写真にはないが、ゴール裏にはおなじみの「JT キャプテン、リーダー、レジェンド」幕とか「スーパー・フランキー・ランパード」幕とかも、それなりの大きさに切り取って貼っていった。

そのうえで、客席にお客さんが密集して座っている画像を縮小印刷して貼り込もうと思ったわけである。

しかし、このあたりで「力尽きた」のである。

おそらくミリ単位で横断幕を切ったり貼ったりしているうちに2017年の正月休みも終わっていったのだろう。

少しはいろいろと試みたのである。スタンドの座席の枠組みのサイズを測り、客席の様子を捉えた画像をそれなりの縮小サイズにして並べ、画像編集ソフトで並べたりカットしたりして、それをプリントして貼り込んでいこうというプランだった。しかし、あまりに面倒くさくなってきたのである。


そういうわけで、この模型はこの未完成の状態のまま、2年ほど放置されていったのであった。(ブログでこの制作過程をアップしようとしていたので、上記のような写真だけはちゃんと撮っていた)
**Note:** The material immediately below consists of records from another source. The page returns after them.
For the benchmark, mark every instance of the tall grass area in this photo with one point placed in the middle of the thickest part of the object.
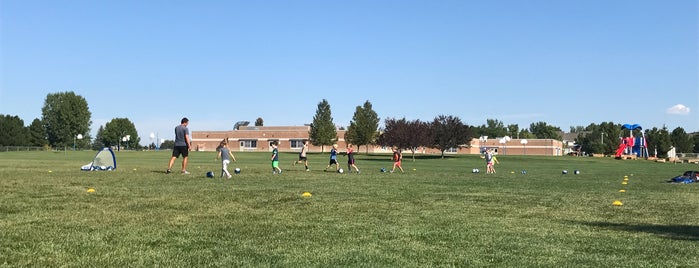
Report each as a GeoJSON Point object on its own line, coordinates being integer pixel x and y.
{"type": "Point", "coordinates": [436, 214]}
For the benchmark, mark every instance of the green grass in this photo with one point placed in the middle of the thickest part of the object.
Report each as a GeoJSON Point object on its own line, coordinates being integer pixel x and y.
{"type": "Point", "coordinates": [437, 215]}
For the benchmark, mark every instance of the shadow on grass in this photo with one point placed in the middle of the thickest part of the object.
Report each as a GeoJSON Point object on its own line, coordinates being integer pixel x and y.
{"type": "Point", "coordinates": [406, 157]}
{"type": "Point", "coordinates": [676, 232]}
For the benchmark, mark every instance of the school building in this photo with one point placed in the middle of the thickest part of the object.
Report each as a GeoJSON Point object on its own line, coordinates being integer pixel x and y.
{"type": "Point", "coordinates": [290, 139]}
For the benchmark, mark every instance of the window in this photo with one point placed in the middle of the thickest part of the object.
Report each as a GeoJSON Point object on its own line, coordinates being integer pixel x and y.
{"type": "Point", "coordinates": [248, 144]}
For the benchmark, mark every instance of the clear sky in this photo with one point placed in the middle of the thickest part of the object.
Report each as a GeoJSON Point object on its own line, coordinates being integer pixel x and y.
{"type": "Point", "coordinates": [566, 63]}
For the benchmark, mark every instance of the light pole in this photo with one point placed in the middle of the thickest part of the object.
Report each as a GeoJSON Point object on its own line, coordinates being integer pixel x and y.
{"type": "Point", "coordinates": [152, 136]}
{"type": "Point", "coordinates": [79, 137]}
{"type": "Point", "coordinates": [482, 139]}
{"type": "Point", "coordinates": [126, 139]}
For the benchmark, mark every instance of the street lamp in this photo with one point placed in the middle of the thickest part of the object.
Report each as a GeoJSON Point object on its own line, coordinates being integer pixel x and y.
{"type": "Point", "coordinates": [482, 139]}
{"type": "Point", "coordinates": [126, 139]}
{"type": "Point", "coordinates": [152, 136]}
{"type": "Point", "coordinates": [79, 137]}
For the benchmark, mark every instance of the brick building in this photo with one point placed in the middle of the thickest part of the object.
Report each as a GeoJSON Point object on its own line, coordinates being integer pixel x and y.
{"type": "Point", "coordinates": [290, 139]}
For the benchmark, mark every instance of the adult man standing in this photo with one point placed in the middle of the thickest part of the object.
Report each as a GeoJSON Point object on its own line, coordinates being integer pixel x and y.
{"type": "Point", "coordinates": [182, 146]}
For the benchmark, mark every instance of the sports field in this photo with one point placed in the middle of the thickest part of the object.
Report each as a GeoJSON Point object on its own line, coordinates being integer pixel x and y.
{"type": "Point", "coordinates": [437, 214]}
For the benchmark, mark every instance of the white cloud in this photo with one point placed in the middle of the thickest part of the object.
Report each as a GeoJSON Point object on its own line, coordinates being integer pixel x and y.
{"type": "Point", "coordinates": [678, 109]}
つまり、言い換えると、私はチェルシーFCのサポーターであることを喧伝しながらも、自宅の片隅では2シーズンちかくにわたり、ホームスタジアムを崩壊させたまま生活していたことになる。

やー、申し訳ない、ロンドン。

で、そんな状態のままチェルシーの監督はコンテからサッリになり、そうしてランパードへとバトンが引き継がれた。
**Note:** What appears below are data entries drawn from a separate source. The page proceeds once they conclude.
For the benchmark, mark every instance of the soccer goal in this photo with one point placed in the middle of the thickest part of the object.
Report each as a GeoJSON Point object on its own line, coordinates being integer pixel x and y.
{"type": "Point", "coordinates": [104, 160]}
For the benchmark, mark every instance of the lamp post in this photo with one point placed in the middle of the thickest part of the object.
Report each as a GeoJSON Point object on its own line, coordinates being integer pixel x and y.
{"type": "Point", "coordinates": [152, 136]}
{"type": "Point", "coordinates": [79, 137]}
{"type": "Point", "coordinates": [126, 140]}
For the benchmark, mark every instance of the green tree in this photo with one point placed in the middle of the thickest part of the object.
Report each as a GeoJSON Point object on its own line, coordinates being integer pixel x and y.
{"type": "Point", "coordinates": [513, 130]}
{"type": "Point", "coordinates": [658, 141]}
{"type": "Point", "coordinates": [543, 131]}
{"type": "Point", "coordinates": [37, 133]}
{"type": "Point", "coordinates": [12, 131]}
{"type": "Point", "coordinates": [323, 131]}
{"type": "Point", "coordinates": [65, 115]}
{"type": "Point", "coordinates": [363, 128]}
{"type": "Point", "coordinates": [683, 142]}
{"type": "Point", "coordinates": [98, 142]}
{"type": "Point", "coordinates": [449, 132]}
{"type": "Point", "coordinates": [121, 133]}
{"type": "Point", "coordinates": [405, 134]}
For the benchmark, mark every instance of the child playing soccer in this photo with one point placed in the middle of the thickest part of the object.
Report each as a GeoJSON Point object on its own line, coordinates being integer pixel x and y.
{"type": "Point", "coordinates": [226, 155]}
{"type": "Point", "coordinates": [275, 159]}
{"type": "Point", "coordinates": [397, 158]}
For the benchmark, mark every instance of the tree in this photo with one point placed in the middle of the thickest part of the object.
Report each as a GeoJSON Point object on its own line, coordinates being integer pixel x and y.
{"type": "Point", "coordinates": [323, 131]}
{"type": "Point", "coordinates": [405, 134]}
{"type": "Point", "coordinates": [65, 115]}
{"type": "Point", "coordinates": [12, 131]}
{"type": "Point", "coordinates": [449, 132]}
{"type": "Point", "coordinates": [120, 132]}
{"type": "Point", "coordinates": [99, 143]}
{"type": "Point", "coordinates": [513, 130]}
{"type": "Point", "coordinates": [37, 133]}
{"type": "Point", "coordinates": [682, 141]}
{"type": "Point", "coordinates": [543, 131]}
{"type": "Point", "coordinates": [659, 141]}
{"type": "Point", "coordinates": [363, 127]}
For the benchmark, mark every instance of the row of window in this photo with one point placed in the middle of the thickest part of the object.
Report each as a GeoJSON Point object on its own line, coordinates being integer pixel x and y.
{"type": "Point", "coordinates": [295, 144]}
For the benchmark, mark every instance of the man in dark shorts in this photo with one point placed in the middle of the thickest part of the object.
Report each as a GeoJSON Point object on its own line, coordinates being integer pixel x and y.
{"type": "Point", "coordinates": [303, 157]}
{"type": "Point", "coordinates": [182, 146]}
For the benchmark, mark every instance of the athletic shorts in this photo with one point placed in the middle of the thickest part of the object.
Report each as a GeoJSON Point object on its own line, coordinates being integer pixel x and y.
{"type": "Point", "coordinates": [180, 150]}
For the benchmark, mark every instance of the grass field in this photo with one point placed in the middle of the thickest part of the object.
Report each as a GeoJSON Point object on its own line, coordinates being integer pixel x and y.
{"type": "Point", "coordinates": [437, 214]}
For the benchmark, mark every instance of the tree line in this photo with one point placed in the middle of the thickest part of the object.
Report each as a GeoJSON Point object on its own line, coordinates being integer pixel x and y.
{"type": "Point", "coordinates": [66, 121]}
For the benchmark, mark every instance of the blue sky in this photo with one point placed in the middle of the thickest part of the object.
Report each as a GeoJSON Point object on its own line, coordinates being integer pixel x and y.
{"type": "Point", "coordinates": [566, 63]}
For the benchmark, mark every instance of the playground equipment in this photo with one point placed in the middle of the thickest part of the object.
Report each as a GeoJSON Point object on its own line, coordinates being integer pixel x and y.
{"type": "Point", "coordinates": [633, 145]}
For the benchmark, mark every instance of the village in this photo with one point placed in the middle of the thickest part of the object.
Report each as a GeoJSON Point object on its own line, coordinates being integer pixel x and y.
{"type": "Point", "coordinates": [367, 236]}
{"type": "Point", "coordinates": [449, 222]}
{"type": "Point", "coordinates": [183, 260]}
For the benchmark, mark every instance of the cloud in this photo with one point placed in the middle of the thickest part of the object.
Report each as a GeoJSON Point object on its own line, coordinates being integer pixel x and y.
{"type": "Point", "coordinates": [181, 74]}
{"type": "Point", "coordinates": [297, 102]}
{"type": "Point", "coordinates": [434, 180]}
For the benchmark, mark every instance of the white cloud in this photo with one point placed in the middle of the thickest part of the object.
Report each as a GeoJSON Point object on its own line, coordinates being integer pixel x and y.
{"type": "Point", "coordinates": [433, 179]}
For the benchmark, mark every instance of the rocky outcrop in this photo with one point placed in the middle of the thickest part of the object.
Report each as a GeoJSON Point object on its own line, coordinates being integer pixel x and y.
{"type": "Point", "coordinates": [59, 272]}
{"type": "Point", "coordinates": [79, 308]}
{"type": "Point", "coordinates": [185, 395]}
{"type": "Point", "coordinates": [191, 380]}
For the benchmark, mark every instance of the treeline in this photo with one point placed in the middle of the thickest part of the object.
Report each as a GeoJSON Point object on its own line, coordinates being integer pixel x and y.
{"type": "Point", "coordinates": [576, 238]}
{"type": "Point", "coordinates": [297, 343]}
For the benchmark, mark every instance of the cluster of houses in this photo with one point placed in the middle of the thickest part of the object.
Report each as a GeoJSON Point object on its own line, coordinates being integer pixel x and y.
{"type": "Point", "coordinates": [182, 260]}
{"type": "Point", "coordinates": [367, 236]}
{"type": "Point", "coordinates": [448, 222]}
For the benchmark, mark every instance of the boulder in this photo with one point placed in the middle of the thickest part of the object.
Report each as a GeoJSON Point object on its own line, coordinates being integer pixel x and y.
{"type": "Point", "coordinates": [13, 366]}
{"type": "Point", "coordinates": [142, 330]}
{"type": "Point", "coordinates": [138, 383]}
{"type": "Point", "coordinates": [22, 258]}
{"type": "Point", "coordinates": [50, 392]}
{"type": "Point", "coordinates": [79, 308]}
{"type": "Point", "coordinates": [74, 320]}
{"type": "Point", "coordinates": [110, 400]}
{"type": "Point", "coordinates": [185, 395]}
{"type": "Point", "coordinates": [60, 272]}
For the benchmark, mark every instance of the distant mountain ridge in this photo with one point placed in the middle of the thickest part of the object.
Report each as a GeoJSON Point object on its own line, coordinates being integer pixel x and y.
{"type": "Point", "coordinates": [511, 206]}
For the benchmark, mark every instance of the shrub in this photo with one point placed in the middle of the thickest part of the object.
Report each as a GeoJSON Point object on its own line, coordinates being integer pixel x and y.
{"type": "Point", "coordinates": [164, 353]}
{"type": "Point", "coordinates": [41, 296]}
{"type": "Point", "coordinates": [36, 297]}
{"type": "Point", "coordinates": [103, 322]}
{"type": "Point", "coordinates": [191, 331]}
何も誰も引き継いでいない私の家には相変わらず朽ち果てたスタンフォード・ブリッジが忘れられた状態でたたずんでいて、最近になってようやく「これはさすがにマズイな」と思い、もう客席を人で埋めることはあきらめて(笑)、この状態のまま最後まで組んでいこうと、ふたたびピンセットを手に挑んだのである。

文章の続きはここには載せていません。